Turlstars waved a dismissive hand. “All this is hard-flying fancy, people. All we know is that Duke Bhereu has died, the king and Baron Thomdor linger near death despite wagonloads of priests and winged carpetfuls of war wizards laboring night and day, and our Royal Magician is trotting around meeting privately with various nobles, while all the younger sons of those same noble families, and all their elders who like to play at politics, converge on Suzail as if free dukedoms are being handed out at street corners.”
“As indeed they soon may be,” Athalon Darvae murmured.

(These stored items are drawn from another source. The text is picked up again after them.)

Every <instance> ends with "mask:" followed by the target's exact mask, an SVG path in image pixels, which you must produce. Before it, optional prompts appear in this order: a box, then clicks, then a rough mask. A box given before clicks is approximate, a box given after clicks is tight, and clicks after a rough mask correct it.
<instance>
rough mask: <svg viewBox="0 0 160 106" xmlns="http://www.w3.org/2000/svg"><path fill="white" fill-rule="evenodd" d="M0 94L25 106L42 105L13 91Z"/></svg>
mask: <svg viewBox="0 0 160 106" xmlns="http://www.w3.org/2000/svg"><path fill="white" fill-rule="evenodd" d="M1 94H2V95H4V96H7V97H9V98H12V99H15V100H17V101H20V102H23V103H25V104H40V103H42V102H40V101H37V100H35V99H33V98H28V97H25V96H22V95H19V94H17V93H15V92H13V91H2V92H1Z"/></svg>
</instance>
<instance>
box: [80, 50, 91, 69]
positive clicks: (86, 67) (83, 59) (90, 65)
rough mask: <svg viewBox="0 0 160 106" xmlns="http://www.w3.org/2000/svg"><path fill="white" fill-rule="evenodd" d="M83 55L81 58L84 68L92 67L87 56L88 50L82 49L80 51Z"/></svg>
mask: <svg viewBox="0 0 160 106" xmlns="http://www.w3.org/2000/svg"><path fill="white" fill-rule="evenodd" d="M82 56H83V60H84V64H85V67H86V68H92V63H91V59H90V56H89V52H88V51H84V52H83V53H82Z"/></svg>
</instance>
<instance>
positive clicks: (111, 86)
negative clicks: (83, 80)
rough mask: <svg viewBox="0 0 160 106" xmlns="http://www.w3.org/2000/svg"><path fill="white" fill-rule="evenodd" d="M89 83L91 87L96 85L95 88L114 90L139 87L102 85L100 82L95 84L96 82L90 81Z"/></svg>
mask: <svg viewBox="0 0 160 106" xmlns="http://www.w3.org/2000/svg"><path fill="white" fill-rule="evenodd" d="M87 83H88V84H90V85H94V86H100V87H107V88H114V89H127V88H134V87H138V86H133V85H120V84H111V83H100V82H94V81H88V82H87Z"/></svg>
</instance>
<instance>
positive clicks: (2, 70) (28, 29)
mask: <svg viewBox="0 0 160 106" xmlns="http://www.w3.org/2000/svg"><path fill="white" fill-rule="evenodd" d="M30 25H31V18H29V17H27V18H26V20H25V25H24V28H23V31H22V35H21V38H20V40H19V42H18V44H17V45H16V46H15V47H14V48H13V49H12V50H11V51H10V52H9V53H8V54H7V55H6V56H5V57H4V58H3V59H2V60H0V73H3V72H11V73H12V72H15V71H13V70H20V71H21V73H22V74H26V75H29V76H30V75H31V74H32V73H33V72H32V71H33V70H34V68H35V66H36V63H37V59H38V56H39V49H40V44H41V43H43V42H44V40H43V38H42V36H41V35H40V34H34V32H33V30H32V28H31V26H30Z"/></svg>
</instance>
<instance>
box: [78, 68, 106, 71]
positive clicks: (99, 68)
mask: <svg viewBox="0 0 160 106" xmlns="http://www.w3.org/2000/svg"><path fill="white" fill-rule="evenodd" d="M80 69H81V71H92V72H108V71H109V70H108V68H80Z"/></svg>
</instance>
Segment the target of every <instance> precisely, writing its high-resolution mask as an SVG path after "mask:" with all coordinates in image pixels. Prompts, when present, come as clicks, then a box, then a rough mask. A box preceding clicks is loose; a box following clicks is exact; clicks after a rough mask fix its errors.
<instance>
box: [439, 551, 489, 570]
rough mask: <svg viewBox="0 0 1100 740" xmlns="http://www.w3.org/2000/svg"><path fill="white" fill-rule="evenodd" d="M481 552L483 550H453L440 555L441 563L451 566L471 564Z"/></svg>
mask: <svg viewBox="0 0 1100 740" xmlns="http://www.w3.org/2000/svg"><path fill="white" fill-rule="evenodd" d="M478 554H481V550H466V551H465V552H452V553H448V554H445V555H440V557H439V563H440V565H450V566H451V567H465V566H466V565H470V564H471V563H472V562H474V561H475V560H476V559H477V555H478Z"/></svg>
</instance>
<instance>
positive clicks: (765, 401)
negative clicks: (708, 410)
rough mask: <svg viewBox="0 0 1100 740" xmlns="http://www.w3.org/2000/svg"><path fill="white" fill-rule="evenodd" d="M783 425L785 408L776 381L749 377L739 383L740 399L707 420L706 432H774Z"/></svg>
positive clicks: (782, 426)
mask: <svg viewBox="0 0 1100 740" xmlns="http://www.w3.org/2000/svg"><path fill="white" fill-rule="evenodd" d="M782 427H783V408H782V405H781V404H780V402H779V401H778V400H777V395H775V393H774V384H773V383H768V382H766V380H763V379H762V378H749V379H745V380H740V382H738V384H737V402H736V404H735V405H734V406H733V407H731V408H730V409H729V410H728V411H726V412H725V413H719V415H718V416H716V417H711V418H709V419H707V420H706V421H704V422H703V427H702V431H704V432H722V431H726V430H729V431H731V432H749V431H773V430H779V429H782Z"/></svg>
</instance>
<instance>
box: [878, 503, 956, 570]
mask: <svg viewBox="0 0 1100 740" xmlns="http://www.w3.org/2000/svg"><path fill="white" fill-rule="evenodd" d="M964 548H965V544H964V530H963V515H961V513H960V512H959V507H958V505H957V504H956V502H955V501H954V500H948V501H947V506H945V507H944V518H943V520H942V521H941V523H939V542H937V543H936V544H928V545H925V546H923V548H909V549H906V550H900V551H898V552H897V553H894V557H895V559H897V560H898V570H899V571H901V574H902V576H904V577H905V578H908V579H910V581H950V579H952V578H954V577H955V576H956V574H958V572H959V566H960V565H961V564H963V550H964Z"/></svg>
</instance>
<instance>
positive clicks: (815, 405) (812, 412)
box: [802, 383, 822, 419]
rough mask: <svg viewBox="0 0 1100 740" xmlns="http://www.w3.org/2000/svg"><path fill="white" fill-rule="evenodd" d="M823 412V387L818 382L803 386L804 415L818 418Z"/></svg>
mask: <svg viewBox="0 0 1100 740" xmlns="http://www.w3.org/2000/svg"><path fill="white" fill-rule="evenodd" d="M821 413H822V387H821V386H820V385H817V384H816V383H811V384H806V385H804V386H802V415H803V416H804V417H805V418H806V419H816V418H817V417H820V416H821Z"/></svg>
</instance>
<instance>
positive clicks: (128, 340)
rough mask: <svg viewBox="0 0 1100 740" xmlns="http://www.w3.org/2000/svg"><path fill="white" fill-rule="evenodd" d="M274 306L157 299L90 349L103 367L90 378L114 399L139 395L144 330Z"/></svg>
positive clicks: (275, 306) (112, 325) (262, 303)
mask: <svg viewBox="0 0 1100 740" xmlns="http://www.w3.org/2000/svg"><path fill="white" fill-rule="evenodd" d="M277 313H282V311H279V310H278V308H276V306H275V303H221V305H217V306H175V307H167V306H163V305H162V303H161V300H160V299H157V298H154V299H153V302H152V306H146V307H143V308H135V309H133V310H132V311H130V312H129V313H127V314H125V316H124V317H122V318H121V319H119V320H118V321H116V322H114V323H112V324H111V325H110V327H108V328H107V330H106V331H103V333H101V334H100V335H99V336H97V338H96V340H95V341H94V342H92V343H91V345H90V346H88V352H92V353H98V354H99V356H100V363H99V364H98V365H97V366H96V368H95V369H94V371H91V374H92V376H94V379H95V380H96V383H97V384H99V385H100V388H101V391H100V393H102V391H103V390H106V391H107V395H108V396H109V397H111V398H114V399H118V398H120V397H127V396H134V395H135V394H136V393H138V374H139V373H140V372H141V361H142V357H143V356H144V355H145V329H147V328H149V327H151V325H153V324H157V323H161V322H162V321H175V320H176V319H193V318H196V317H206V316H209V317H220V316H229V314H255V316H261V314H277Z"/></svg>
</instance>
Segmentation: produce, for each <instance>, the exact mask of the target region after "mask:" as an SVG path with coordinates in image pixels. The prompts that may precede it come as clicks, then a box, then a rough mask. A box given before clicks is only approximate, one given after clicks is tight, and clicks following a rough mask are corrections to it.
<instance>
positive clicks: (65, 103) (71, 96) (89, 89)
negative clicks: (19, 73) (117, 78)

Turlstars ignored the comment and continued. “Some folk think the wizard is just binding loyalties to the crown with threats and promises and making all the up-noses feel personally important. Others think he’s adding heads to his own little organization.”
“Or handing out orders to a cabal that’s long since established, and using the other little talks to hide that, or even to lay little tracing or thought-probing spells on the nobles who aren’t in his camp,” Tessara put in, with a meaningful nod of her head in Dauneth’s direction.